Agreed - milk it. To me, it looks engorged and painful. If you milk the teat down to "mouth sized" the kids might use it. 

I had one like that (single kid) and it got worse because the kid wasn't using it. Turned congested and painful on that side. I milked it out for about a week. If it fits in the mouth when they try to nurse, they learn that it's milk. If it's too big, they stick with the easy side. 

So you want to put the kids on it within an hour of milking it down to size, to train them to drink from that side. Once they use it consistently, it should stay normal size (unless it's blown). You can tape the other teat when you milk, and pull the tape after a couple hours. Or you can guide the kid to the teat, and block the other one with your hand.


----------



## margaret (Aug 30, 2013)

Just want to say that that kid is pretty freakin' adorable


----------



## caprinelivin (Mar 6, 2014)

margaret said:


> Just want to say that that kid is pretty freakin' adorable


Thanks, Margret, and they are so sweet!


----------



## milk and honey (Oct 31, 2010)

Congrats on the new babies... They are beautiful!


Sent from my iPhone using Goat Forum


----------



## milk and honey (Oct 31, 2010)

Oh ya... I was going to say that I leave kids on mom 24/7 for 2-3 weeks and then separate at night, milk mom in the morning and leave kids with her all day. Everyone's happy!

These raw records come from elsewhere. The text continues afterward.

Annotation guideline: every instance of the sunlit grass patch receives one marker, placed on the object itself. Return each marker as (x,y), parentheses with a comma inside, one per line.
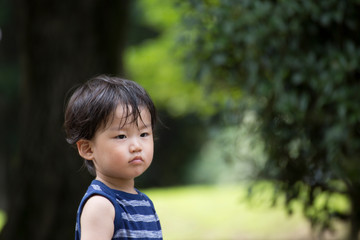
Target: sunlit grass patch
(223,212)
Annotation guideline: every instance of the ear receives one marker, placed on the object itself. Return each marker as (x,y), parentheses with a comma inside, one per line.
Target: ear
(85,149)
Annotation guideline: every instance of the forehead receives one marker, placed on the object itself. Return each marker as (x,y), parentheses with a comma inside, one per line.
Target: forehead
(124,114)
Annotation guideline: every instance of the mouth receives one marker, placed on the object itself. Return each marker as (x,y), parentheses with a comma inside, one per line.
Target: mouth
(136,160)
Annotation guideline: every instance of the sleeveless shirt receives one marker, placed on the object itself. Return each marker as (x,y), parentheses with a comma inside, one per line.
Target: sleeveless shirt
(135,215)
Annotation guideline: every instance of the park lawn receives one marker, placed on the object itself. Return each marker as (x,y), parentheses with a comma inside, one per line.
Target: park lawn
(223,212)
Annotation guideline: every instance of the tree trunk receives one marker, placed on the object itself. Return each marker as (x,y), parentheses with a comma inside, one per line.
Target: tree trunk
(61,44)
(355,217)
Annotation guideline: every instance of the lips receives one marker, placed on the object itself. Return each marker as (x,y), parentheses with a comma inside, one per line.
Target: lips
(136,160)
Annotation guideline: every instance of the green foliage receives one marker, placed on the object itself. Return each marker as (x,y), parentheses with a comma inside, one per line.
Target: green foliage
(156,64)
(231,154)
(224,212)
(299,60)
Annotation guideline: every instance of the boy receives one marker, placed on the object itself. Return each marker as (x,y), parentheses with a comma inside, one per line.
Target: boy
(111,122)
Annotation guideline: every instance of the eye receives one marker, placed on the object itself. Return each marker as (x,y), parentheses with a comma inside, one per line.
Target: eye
(121,136)
(144,134)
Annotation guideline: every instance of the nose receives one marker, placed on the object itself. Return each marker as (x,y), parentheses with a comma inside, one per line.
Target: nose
(135,146)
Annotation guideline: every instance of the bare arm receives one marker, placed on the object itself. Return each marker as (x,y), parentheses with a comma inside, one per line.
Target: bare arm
(97,219)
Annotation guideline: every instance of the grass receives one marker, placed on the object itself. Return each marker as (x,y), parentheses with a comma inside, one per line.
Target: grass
(222,212)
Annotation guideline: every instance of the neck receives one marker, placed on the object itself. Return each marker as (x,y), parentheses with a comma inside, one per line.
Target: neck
(121,185)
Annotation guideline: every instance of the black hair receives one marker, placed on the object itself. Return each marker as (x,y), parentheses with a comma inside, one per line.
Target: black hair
(93,105)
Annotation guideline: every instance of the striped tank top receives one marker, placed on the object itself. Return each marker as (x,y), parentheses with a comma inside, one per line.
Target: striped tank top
(135,216)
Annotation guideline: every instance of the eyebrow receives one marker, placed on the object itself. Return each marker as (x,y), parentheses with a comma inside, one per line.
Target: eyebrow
(142,127)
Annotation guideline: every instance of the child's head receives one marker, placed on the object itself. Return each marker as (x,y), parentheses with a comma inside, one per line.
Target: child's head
(92,107)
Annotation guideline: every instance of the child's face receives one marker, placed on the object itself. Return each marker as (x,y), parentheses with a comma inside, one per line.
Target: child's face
(123,153)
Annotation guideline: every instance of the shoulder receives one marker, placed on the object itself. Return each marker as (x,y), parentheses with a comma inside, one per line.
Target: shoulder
(97,218)
(98,203)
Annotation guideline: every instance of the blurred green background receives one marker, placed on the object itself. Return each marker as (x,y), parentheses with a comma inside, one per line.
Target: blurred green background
(260,132)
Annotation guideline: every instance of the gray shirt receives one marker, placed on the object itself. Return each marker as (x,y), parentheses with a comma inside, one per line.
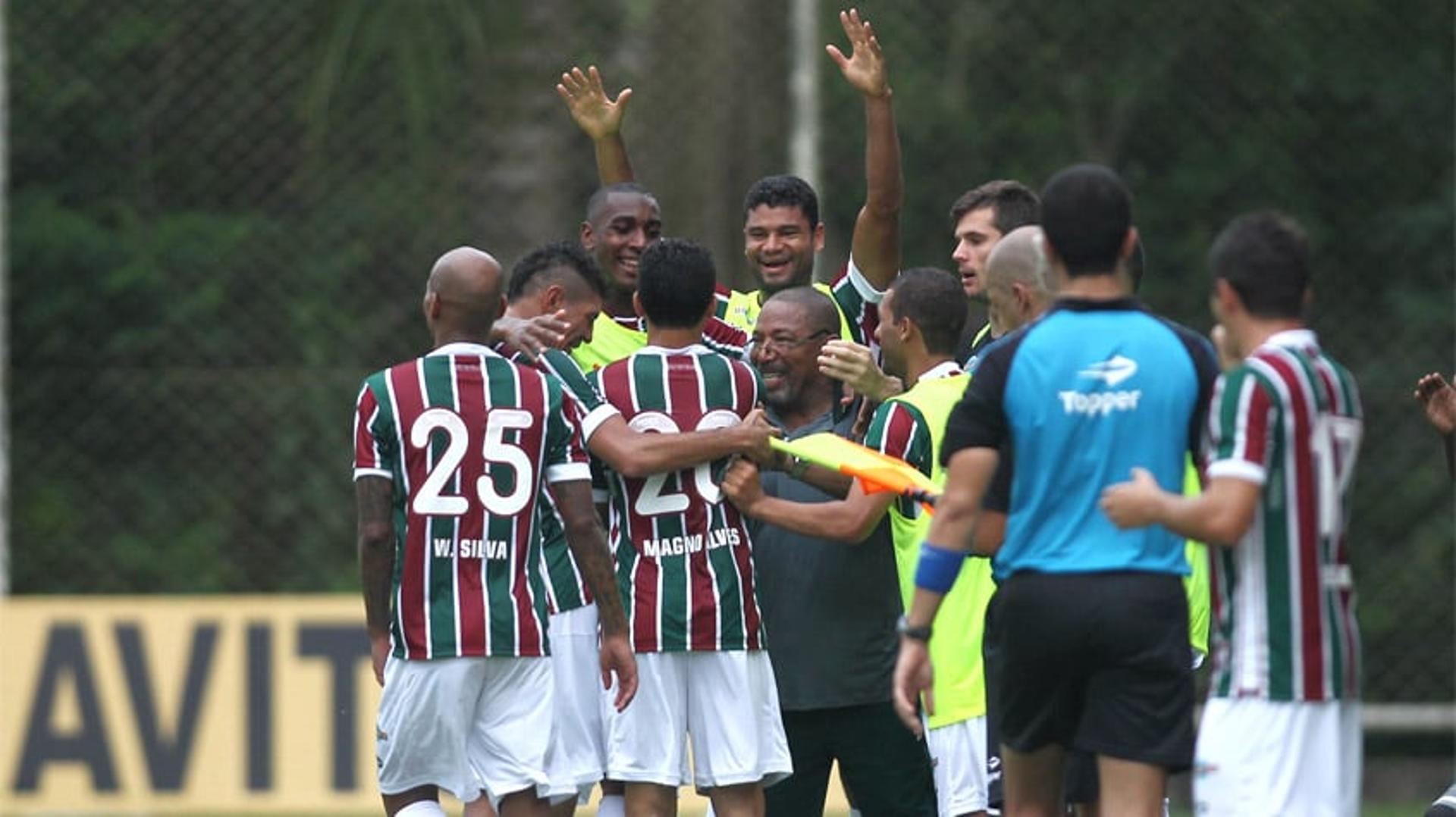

Sent from my iPhone using Goat Forum


----------



## caprinelivin (Mar 6, 2014)

harleybarley and ksalvagno: 
Agreed. 
I am home all day so I can go out there at least three times through out the day and keep it milked down to give that teat time to heal. The teat is soft and not as red as the pic--I think it was the lighting in the barn--but still, it is large and more red than it should be.
Does that sound like a good plan?


----------



## caprinelivin (Mar 6, 2014)

milk and honey said:


> Oh ya... I was going to say that I leave kids on mom 24/7 for 2-3 weeks and then separate at night, milk mom in the morning and leave kids with her all day. Everyone's happy!
> 
> Sent from my iPhone using Goat Forum


Thank you for the congrats!
I have a good friend that gave me one of her Oberhasli's last year and she milks the way you mentioned so that was the plan I was going to follow. I spoke to the lady I got this Saanen--Sarah, from who says that she leaves her kids on 24/7 for the first week or so and still milks b/c they produce more than the kids can take at first, and has recommended I do the same unless I feel they are not getting enough?


----------



## happybleats (Sep 12, 2010)

Yes, we will milk our moms as the kids nurse...mom will hopefully produce more milk with the demand...then at 2 weeks old we will put babies up at night, milk mom in the morning the morning...then give babies back all day, we will still milk moms on the table at evening feeding...


----------



## caprinelivin (Mar 6, 2014)

I milked a friends Saanen while she went to give a lecture and I knew they put out a lot of milk but wow...to milk while the kids are on all day!


----------



## happybleats (Sep 12, 2010)

lol..most of mine are saanen...they do flll a bucket..but my lamancha can keep up with them pretty well too lol


----------



## caprinelivin (Mar 6, 2014)

I milked Sarah out completely on the one side with a swollen teat last night then this morning, and have been watching it through the day. One of the kids has started nursing on that side on its own! Last night i milked her in the stall and after a minute or two she stood still for me! This morning however, she did not  I guess I will just keep working with her on a schedule and she will fall in , unless someone has a better suggestion? I have been trying for ten minutes to upload pics with no success...ugh...so i will try again shortly.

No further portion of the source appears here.